Jinkash turned to Ket again. “I formally strip you of your rank. As you have so appropriately removed your garments already, there is no further ceremony to be preformed. You are no longer a druid, but the oath to Morketal which you once swore binds you more tightly now than ever.” Ket said nothing, so the older goblin continued. His raving passed blankly into rambling. “The Order is more important than any king – or any emperor. We are not above politics, but above such expression of them. So long as the Order survives, the people survive. Do you understand? Eth strands ready to wipe us out. Not some miserable tribe, bereft of lordship over clans and turned instead to pig farming. The whole of the goblin world turns on his axis, and you would oppose him? Do you think you would win this war in one battle?”
“It could be negotiated. Crelocthen has a position of strength, now, they can bargain with Eth.”
“Bargin! Eth bargins with those who have no position, he crushes those who show backbone. He will chew up Bharrak and vomit the pieces upon Morketal. At best. No, you have not won the war against Eth, but you have ruined a far greater war.”
Now Ket was confused.
“Here! See the extent of your crime!” Jinkash produced a letter from a small drawer in his writing desk. Booted feet tramped in the hall, and Ket hurried to read before the Huskarl Goleph arrived.
From Chartamnet , Druid of the Second Order, in reply to Jinkash, Embarrary of the Permant Order of Druids to Bharrak, High Druid of the Third Order.

My friend, I know your heart is with the people you have served for so long. Bharrak has a special relationship with the Wizard, and its people a special place among the Wizard's People. This will always be. They do not possess the constitution or the momentum the Wizard's People need now. The expansion of Uerd is well known. The unity of so many orcs, once warring states, to Knruerd is slowly being realized. But the extent of their power and the threat of their intentions is known by very few. This is the new Ured, the black-hearted empire revealed. Their oligarchs have become decisive: the blood-mages are superior to every other species. A species to themselves, and all lower forms can hope, at best, to be their slaves.
“I don't understand,” Ket said. “What does this have to do with me? I've done nothing to help Ured.”
“You have. You have betrayed your species. War will be upon us soon, and goblin-kind must be united to have a chance at survival. The new Uerd is out to exterminate any who might fight. They will keep some as slaves only to appease the elder ones – in case the Dragons might return and treat Uerd like they did the empire of Nephilim.”
Ket saw the horrible decision. “You Monsters!

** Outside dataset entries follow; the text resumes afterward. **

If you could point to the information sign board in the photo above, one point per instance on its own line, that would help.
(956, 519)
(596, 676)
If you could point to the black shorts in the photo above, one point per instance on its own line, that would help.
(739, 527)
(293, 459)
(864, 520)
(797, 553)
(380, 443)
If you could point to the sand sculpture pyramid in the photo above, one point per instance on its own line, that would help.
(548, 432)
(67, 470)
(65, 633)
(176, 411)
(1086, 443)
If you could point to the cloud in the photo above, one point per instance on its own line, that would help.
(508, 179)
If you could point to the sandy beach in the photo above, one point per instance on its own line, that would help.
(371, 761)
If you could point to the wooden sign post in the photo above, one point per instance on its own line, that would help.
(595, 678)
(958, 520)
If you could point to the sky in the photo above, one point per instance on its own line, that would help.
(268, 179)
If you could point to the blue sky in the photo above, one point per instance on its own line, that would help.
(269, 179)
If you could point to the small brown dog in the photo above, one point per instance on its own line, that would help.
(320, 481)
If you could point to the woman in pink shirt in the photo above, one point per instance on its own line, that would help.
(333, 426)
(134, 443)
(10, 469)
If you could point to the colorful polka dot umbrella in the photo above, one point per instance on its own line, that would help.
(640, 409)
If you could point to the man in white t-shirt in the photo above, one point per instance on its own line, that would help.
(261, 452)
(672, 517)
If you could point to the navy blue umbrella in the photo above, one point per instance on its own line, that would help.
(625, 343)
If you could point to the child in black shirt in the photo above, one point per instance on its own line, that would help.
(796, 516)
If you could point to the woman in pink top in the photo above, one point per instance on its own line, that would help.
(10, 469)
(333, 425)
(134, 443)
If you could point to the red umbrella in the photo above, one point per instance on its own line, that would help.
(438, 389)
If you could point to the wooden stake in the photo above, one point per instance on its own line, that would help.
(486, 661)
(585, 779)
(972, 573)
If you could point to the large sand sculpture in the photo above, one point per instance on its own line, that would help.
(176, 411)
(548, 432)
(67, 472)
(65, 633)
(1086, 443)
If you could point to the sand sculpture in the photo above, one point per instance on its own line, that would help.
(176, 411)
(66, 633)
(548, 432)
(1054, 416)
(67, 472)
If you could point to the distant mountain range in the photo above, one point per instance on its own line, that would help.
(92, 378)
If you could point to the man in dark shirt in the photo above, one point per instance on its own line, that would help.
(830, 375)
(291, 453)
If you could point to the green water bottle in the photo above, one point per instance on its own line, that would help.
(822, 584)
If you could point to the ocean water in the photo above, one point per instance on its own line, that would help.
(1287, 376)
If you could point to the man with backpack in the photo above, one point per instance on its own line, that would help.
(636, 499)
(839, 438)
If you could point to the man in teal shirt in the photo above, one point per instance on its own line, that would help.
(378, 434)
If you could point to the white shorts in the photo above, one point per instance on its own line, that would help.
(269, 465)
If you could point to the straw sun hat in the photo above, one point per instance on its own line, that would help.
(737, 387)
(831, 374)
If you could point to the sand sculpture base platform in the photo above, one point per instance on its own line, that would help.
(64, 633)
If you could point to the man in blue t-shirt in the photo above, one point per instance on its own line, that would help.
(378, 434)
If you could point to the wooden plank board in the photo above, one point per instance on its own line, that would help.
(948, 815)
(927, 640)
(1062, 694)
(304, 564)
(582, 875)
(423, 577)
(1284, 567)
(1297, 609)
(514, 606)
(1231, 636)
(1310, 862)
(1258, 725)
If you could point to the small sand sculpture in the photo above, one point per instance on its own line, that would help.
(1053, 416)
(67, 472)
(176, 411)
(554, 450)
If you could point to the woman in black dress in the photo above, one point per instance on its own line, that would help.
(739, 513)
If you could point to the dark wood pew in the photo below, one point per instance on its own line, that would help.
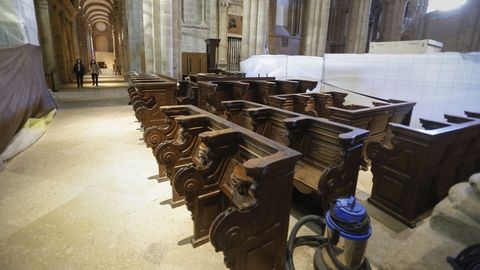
(261, 90)
(232, 188)
(375, 119)
(174, 154)
(163, 93)
(304, 85)
(418, 168)
(300, 103)
(331, 151)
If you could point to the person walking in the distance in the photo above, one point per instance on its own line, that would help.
(95, 71)
(79, 71)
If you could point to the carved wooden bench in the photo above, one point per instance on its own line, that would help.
(300, 103)
(304, 85)
(173, 154)
(420, 165)
(375, 119)
(232, 188)
(161, 94)
(331, 151)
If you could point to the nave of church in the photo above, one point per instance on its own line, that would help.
(87, 196)
(215, 128)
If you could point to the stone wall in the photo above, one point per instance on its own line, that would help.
(457, 29)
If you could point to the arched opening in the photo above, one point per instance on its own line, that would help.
(444, 5)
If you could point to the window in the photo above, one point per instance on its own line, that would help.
(444, 5)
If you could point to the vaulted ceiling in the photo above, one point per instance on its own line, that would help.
(97, 10)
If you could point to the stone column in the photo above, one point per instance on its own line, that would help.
(45, 33)
(392, 27)
(163, 36)
(255, 27)
(148, 35)
(166, 33)
(212, 18)
(222, 34)
(177, 39)
(358, 27)
(315, 27)
(136, 53)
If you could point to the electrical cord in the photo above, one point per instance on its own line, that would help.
(310, 240)
(468, 259)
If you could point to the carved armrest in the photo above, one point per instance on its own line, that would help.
(155, 135)
(431, 124)
(168, 152)
(456, 119)
(472, 114)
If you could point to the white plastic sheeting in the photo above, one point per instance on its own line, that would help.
(283, 67)
(33, 129)
(441, 83)
(17, 23)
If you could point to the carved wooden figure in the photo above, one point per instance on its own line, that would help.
(177, 153)
(164, 93)
(232, 190)
(331, 151)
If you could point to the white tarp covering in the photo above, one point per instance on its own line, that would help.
(283, 67)
(17, 23)
(440, 83)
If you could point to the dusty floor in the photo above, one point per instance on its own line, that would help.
(86, 196)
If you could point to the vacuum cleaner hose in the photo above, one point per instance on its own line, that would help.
(310, 240)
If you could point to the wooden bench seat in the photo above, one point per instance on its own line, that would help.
(330, 151)
(232, 186)
(375, 119)
(163, 93)
(418, 168)
(173, 154)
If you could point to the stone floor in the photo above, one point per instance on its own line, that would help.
(86, 196)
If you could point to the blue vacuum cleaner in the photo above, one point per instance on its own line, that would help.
(344, 243)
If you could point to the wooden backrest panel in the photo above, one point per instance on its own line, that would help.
(421, 165)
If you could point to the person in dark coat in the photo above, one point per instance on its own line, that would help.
(95, 71)
(79, 71)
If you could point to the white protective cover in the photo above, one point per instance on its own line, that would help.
(284, 67)
(440, 83)
(18, 25)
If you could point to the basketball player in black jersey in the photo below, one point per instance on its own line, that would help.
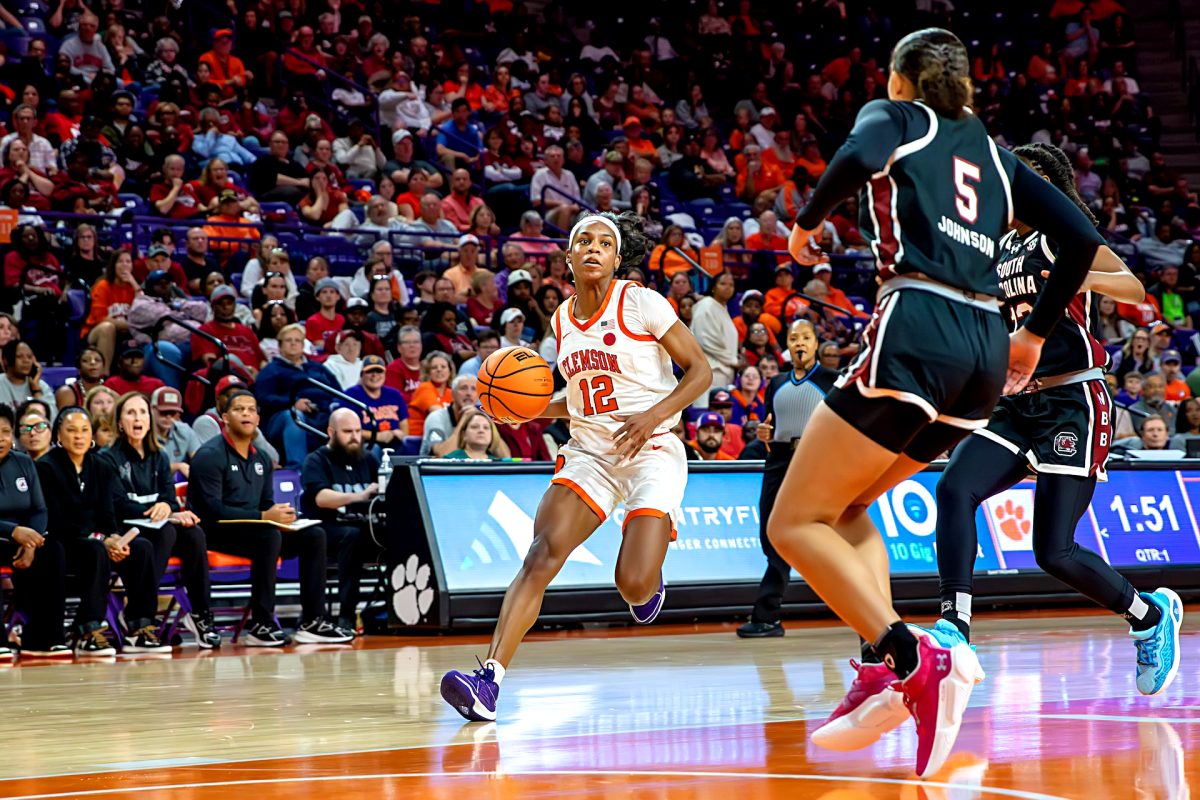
(939, 196)
(1060, 428)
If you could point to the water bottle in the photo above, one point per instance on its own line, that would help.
(385, 470)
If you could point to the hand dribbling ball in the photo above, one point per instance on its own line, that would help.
(515, 385)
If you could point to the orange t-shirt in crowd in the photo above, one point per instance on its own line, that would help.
(769, 320)
(222, 71)
(767, 241)
(426, 400)
(108, 301)
(1177, 390)
(671, 263)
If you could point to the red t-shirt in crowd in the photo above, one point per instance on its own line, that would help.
(239, 338)
(317, 328)
(144, 384)
(403, 378)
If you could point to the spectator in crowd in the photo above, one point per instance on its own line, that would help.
(276, 176)
(340, 480)
(87, 52)
(1110, 328)
(433, 392)
(405, 372)
(613, 174)
(1187, 423)
(239, 338)
(111, 301)
(1176, 388)
(143, 489)
(475, 438)
(1131, 391)
(709, 437)
(388, 407)
(715, 331)
(219, 493)
(93, 371)
(487, 342)
(275, 388)
(22, 378)
(346, 362)
(1134, 355)
(673, 256)
(34, 429)
(175, 438)
(81, 482)
(555, 191)
(459, 204)
(748, 397)
(1153, 435)
(1153, 402)
(129, 377)
(39, 564)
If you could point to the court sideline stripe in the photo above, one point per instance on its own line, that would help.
(1020, 794)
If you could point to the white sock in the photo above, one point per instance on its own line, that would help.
(1138, 608)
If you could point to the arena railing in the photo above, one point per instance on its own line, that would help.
(340, 396)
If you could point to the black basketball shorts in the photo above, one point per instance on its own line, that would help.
(930, 372)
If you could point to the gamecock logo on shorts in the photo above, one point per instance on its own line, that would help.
(1066, 443)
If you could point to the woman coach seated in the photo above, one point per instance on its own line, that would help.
(82, 518)
(143, 489)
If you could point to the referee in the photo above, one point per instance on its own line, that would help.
(791, 398)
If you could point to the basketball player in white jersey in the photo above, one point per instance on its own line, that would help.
(616, 343)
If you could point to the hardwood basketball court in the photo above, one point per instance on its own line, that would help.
(669, 711)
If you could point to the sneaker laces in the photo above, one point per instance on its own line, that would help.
(1147, 651)
(484, 672)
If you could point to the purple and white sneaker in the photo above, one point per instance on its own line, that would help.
(472, 696)
(646, 613)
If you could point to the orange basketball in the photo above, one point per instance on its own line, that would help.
(515, 385)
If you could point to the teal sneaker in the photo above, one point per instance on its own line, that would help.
(947, 635)
(1158, 648)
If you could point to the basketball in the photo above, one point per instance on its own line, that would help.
(515, 385)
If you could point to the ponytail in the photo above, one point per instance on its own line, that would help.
(1054, 164)
(935, 60)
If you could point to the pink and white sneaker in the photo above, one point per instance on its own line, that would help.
(936, 695)
(871, 708)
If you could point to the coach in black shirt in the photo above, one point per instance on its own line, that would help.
(232, 480)
(339, 481)
(791, 398)
(39, 563)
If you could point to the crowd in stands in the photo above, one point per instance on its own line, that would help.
(334, 211)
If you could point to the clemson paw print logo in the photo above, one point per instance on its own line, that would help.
(1012, 522)
(412, 593)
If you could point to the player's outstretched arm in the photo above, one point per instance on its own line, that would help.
(697, 378)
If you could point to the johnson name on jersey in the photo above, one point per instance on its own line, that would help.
(1071, 347)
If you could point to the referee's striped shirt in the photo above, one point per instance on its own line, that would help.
(791, 401)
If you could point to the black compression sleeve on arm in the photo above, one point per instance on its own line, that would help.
(1041, 205)
(879, 130)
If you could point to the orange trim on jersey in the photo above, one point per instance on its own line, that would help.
(649, 512)
(583, 495)
(604, 305)
(621, 319)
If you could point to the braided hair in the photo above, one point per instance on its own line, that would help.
(935, 60)
(1054, 164)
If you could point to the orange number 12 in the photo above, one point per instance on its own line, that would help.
(598, 397)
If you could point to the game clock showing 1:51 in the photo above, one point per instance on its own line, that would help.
(1143, 518)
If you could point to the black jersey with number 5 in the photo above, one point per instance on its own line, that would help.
(942, 203)
(1071, 346)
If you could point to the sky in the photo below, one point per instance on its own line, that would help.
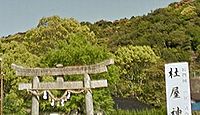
(22, 15)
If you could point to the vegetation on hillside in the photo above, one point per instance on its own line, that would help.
(140, 46)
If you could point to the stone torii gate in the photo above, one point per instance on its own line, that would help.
(60, 84)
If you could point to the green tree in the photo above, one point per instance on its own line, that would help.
(135, 63)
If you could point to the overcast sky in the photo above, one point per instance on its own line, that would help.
(22, 15)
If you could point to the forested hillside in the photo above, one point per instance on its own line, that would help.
(140, 47)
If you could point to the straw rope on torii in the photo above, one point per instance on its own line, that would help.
(60, 84)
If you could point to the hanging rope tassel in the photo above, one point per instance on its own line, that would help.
(45, 96)
(62, 102)
(52, 103)
(68, 95)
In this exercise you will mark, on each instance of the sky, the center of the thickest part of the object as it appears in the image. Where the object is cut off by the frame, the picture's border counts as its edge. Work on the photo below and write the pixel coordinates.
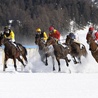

You accuse me of breaking the ancient neutrality. but the order shattered it long ago! How long have you planned our demise.”
“Listen to yourself, Ket. You are of the Order. More importantly, you are a Goblin. Eth must win this war, do you understand? There is no other choice. Bharrak must fade quietly. Their allies will desert them, their armies surrender in mass; There must be no question of the victor, not the slightest doubt of Eth's conquest. And then, as many as possible must be made ready. The Corsairs are failing. They have already failed, do you understand? There is nothing they can do to prevent Uerd from landing, now.”

Jinkash summoned the guard again. “Find somewhere for Ket to stay. He is to remain within Bharrak until further notice, do you understand?”